Всеслав мрачно усмехнулся, представив, что сказали бы его великосветские приятели в Петербурге, если бы знали, о чём думает князь Полоцкий? Он догадывался, что его и так считают довольно-таки странным и эксцентричным господином. Близких друзей у него не было. Мужчины по поводу Полоцкого недоумевающе пожимали плечами и разводили руками, дамы же находили князя ужасно таинственным и интригующим. Впрочем, маска таинственности вполне его устраивала — это амплуа позволяло ничего никому не объяснять, а на вопросы любопытствующих: «Где же вы провели всё лето, князь?» — лишь многозначительно вздыхать и печально улыбаться.
Однако сейчас Всеслав даже подумать не мог, чтобы вернуться к светским обязанностям. Его считали богатым помещиком, жившем то в имении под Петербургом, то подолгу отсутствующим в России и в городе бывающим наездами. Вот и отлично, значит, никто не вздумает выяснять, отчего это он опять пропал надолго.
Только управляющий Данила да ещё несколько доверенных слуг не вызывали у него опасений сейчас; им Всеслав полностью доверял. По его поручению Данила, оторвавшись от работы, объехал все окрестности, везде справлялся о Злате Григорьевне, не скупился на золото за хоть какие-то сведения — но так ничего и не узнал.
А лето уже было на исходе… Ночи стали холоднее, среди изумрудно-зелёной листвы там и сям начали посверкивать золото и багрянец. Всеслав часто смотрел в небо и видел стаи гусей и уток, направляющихся к югу. Он всю голову сломал, пытаясь понять, для чего Злата понадобилась сёстрам-мавкам спустя столько лет? Всеслав знал, что ребёнком она попала к людям: её подобрала какая-то супружеская пара, добрые крестьяне; они растили её, как приёмную дочь, вместе со своими детьми и не делали никакой разницы между ними и девочкой-найдёнышем. Только вот спустя долгое время их односельчане каким-то образом узнали, кого воспитывают соседи — на Злату напали. Её гнали через всю деревню, до самого леса и, верно, убили бы, не случись он тогда в тех краях… Злата сама не знала точно своего возраста; тогда ей могло быть лет четырнадцать. Или меньше?

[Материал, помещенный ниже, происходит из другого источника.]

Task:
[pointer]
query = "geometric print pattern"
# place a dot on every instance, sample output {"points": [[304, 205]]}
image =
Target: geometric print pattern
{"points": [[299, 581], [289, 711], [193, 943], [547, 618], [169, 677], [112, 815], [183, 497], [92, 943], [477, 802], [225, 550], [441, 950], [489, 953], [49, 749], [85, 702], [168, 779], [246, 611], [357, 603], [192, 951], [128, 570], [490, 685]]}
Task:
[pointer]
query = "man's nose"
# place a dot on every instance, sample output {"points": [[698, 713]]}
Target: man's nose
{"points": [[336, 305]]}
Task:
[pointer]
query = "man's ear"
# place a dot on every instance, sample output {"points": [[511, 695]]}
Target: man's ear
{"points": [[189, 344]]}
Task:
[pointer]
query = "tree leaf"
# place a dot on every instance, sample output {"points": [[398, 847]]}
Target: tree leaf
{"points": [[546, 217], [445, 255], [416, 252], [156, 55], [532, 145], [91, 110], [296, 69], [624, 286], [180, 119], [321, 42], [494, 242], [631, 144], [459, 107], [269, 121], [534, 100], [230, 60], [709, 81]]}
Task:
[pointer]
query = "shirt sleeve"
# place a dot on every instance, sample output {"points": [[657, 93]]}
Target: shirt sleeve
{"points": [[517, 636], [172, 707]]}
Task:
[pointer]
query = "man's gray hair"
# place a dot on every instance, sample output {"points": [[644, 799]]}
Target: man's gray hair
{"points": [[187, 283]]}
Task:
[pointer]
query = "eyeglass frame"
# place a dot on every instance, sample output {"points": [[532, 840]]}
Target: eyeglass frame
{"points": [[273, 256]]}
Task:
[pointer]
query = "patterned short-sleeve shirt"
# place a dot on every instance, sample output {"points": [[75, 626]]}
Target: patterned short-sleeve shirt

Злата не могла снова пойти к людям, и тогда сёстры сами нашли её. И вот про следующие несколько лет её жизни Всеслав не знал почти ничего — понимал только, что своею для сестёр-мавок Злата так и не стала. Она мечтала вернуться к жизни человеческой, пыталась побороть свою непростую природу, металась туда и обратно, однако смогла окончательно сбежать от сестёр, лишь когда встретила Алексея Калитина…
«Ох, Злата-Злата!»
Он повторял её имя про себя целыми днями и ночами; ему всё казалось, что рано или поздно она отзовётся на его безмолвный зов.